GEM Papers
Climate Change and Trade Policy: From Mutual Destruction to Mutual Support
Published By: Patrick Messerlin
Subjects: WTO and Globalization
Summary
Contrary to what is still often believed, the climate and trade communities have a lot in
common: a common problem (a global “public good”) common foes (vested interests using
protection for slowing down climate change policies) and common friends (firms delivering
goods, services and equipments which are both cleaner and cheaper). They have thus many
reasons to buttress each other. The climate community would enormously benefit from
adopting the principle of “national treatment” which would legitimize and discipline the use
of carbon border taxes adjustment and the principle of “most-favored nation” which would
ban carbon tariffs the main effect of which would be to fuel a dual world economy of clean
countries trading between themselves and dirty countries trading between themselves at a
great cost for climate change. And, the trade community would enormously benefit from a
climate community capable to design instruments supporting the adjustment efforts to be
made by carbon-intensive firms much better than instruments such as antidumping or
safeguards which have proved to be ineffective and perverse.
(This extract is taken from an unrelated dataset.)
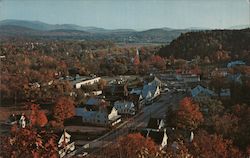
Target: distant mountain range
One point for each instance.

That said, implementing these
principles will be difficult. The paper focuses on two key problems. First, the way carbon
border taxes are defined has a huge impact on the joint outcome from climate change, trade
and development perspectives. Second, the multilateral climate change regime could easily become too complex to be manageable. Focusing on carbon-intensive sectors and building “clusters” of production processes considered as having “like carbon-intensity” are the two main ways for keeping the regime manageable. Developing them in a multilateral framework would make them more transparent and unbiased.